Rheinische Post - Wesel/Dinslaken
Der neue Alpener SPD-CHEF setzt auf die Vernunft
ALPEN Schubladen passen nicht für den neuen Mann an der Spitze der Spd-ratsfraktion. Sein unverkennbar rheinischer Zungenschlag wischt das Klischee des kämpferischen Genossen sofort weg. Dabei kommt der Mann beruflich aus dem Bergbau. Erst Braun-, später Steinkohle. Äußerlich ähnelt Armin Lövenich (64) eher jemandem, der morgens mit der Aktentasche ins Büro geht, am aufgeräumten Schreibtisch statt an der Drehbank seinen Job mit aller Sachlichkeit erledigt. So will er Politik machen. Probleme „mit Vernunft“lösen.
„Vernünftig“– dieses Attribut benutzt Armin Lövenich häufig. Auch für seine rheinische Sprachmelodie. Sein Vater habe immer gesagt: „Egal wie ich spreche, Hauptsache es ist vernünftig.“Aufgewachsen ist Lövenich in Langerwehe im Kreis Düren – „eher Köln als Aachen“. Der TUS habe mal gegen Hertha gewonnen, erzählt er. Nach dem Abitur Bundeswehr, dann Studium. Marktscheidewesen, eine klassische Disziplin des Bergbaus, an der RWTH Aachen. Hier hat er auch seinen Doktor gemacht. „Über ein „ingenieur-mathematisches Thema“, sagt er und geht uneitel drüber hinweg.
Seine recht wechselhafte berufliche Laufbahn beginnt er im Braunkohle-tagebau, befasst sich als Assessor mit bergrechtlichen Fragen, verantwortet später für die Ruhrkohle auf Zeche Ewald in Herten Erkundungsbohrungen. Mit Fracking kennt er sich aus. Die höchst umstrittene Methode, Gas zu fördern, hat sich nicht durchgesetzt. Dabei seien die Umweltprobleme beherrschbar, ist er überzeugt.
Sein Wissen über die Dinge unter Tage gebe er gern weiter. So an die Bürgerinitiative der Salzberbau-geschädigten. „Es braucht eine Stiftung, in die eingezahlt wird“, sagt Lövenich. Es müsse zur Schadensregulierung „langfristig Geld zu Verfügung stehen, auch in der Rechtsnachfolge der Verursacher“.
Auf Zeche habe er gelernt, „worauf es ankommt“. Auf Zusammenhalt.
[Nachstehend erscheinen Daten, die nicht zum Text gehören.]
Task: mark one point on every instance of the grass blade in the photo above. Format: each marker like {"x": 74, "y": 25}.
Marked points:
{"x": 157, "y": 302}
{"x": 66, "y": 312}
Der Bergbau habe sein soziales Gewissen geprägt. „Das Soziale“, sagt der Sohn eines Gewerkschafters, der sich selbst als konservativ bezeichnet, sei ihm „immer wichtig gewesen“. Sein Credo: „Das Kapital muss den Menschen dienen.“
Anfang der 90er Jahre sei er mit Frau Marie Claude, einer Französin, und der Tochter ins neue Haus eingezogen. „Alpen ist meine Heimat geworden“, sagt der 64-Jährige. Auch wenn er zwischenzeitlich für die Arbeitsagentur in Nürnberg bundesweit Strukturen zur Immobilienbewirtschaftung aufgebaut hat. Nun ist er schon lange Leiter des Bau- und Liegenschaftsamtes NRW in Duisburg mit 280 Beschäftigten. „Fast nur Akademiker“, sagt er und lacht. Ein wenig stolz sei er, dass er daran beteiligt gewesen sei, Kamp-lintfort zum Hochschulstandort zu machen.
Über seine Nachbarn sei er zur Politik gekommen. „Es ist mir wichtig, das Umfeld, in dem ich lebe, mitzugestalten“, sagt er. 2004 ist er für die Genossen als Bürgermeister-kandidat in den Ring gestiegen. Ohne Chance gegen CDU-MANN Thomas Ahls. Dem bescheinigt er heute einen „guten Job“. Dass sich die SPD im Sinkflug befinde, sei bundespolitisch verursacht. „Die SPD verkauft sich nicht gut. Und ihr ursprüngliches Klientel ist weggebrochen“, so die Kurzanalyse. Aber: „Es gibt weiter viel Armut.“Der Euphoriewelle, auf der die Grünen schwimmen, begegnet er mit der Idee „einer sozialen Ökologie“. Es gehe um technische Lösungen und auch um Jobs.
Ein trauriger Umstand hat ihn an die Spitze der Fraktion gebracht. Er muss die Lücke füllen, die Jörg Banemann hinterlässt. Lövenichs Vorgänger, Weggefährte und gleichaltriger Freund ist Anfang des Jahres an den Folgen einer Covid-erkrankung verstorben. „Immer noch nicht richtig zu fassen“, so Lövenich. „Aber das Leben geht weiter.“Er muss seine Rolle finden. Im politischen Clinch liegt ihm der aggressive Ton nicht. Er will im Rat „nicht wie ein trotziges Kleinkind“auftreten. Und er scheut sich nicht, mal mit der CDU zu stimmen. Es gehe ihm, so der Bald-rentner, um „ein lebenswertes Alpen für alle“– auch für Enkel Ben (3,5). Um Vernunft eben.